Beveiligingsonderzoekers hebben onlangs informatie onthuld over een langdurige cyberspionagecampagne gericht op bedrijven in de brandstofindustrie over de hele wereld. De campagne was gericht op het vermijden van detectie op de lange termijn en het plaatsen van trojans voor externe toegang op de slachtoffernetwerken met als doel duurzame gegevensonderdrukking en spionage.

Onderzoekers van beveiligingsbedrijf Intezer onthulden dat kwaadwillenden nauw gerichte spear-phishing-e-mailcampagnes hadden gebruikt die trojan-payloads voor externe toegang als kwaadaardige bijlagen bevatten. Het bereik van RAT-malware die in de campagne werd gebruikt, varieerde enorm en omvat beruchte namen als Agent Tesla, Loki en AZORult.
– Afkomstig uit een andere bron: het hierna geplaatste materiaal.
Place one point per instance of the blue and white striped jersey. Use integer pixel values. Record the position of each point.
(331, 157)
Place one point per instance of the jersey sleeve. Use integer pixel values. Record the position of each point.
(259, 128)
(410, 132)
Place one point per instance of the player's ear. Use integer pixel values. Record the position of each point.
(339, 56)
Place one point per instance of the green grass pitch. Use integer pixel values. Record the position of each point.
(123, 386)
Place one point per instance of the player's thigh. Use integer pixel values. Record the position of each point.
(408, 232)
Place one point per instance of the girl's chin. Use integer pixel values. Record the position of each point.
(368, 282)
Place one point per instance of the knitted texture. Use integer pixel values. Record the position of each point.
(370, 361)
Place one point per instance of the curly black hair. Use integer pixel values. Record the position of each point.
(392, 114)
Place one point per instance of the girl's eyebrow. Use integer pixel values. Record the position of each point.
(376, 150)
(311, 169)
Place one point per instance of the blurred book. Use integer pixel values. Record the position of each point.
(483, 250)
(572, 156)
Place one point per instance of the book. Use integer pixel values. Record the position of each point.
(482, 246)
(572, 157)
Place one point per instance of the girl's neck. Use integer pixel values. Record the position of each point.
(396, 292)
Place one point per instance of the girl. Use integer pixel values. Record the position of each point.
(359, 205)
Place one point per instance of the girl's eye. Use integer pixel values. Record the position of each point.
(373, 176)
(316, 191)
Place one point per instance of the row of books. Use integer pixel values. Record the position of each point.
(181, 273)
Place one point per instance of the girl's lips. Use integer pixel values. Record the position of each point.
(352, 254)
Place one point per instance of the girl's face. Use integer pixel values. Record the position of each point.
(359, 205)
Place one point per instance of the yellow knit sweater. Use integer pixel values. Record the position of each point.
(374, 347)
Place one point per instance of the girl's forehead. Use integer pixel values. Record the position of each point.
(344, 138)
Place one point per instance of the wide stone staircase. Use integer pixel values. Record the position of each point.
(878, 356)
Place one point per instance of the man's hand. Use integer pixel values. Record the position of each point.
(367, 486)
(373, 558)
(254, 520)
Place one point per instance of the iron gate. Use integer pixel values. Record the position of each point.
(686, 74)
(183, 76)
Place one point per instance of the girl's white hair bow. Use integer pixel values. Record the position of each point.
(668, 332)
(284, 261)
Die tools hebben de mogelijkheid om zowel gevoelige informatie als browserlogins te stelen, maar ook om toetsaanslagen te loggen.

De campagne is bijna volledig gericht op olie- en gasbedrijven, maar er zijn een paar gerichte uitschieters in de IT- en mediasector. Vreemd genoeg is de meerderheid van de bedrijven die het doelwit zijn gevestigd in Zuid-Korea, met andere doelwitten over de hele wereld, waaronder Europa en de VS, evenals de Verenigde Arabische Emiraten.

Onderzoekers merkten ook op dat een van de doelen in de kwaadaardige campagne duidelijk anders was dan de rest. De vreemde eend in de bijt heet FEBC en is een radio-omroeporganisatie in Zuid-Korea, die volgens de onderzoekers van Intezer het religieuze verbod in de noordbuur van het land wil ondermijnen.

De spear-phishing-e-mails maken gebruik van vervalste afzendervelden en zijn gemaakt om eruit te zien alsof ze echt afkomstig zijn van adressen en bedrijven die bekend zijn bij de slachtoffers. Sommige van de e-mails gebruikten typosquatted-domeinen - een domein met een enkel teken dat verschilt van het legitieme, bijvoorbeeld een punt vervangen door een streepje of een "L" verwisseld met een 1.

De inhoud van de kwaadaardige e-mails bevat meestal wat lijkt op een legitiem zakelijk aanbod. De payloads bevinden zich in nep-PDF-bestanden die in werkelijkheid .cab-archieven of .iso-afbeeldingen zijn. Intezer wees er ook op dat de payload wordt geïmplementeerd met behulp van bestandsloze technieken, die rechtstreeks in het systeemgeheugen worden geïmplementeerd zonder dat er bestanden op de harde schijf achterblijven die potentiële verdedigingen kunnen uitschakelen.

Intezer wees er ook op dat de e-mails bijzonder goed waren qua opmaak en dat er veel zorg is besteed om ze eruit te laten zien als legitieme zakelijke correspondentie. Er zijn veel kleine details in de tekst van die e-mails die aangeven dat de dreigingsactor hierachter geen amateur is en een zeer goed begrip heeft van hoe legitieme, spraakmakende zakelijke correspondentie eruitziet.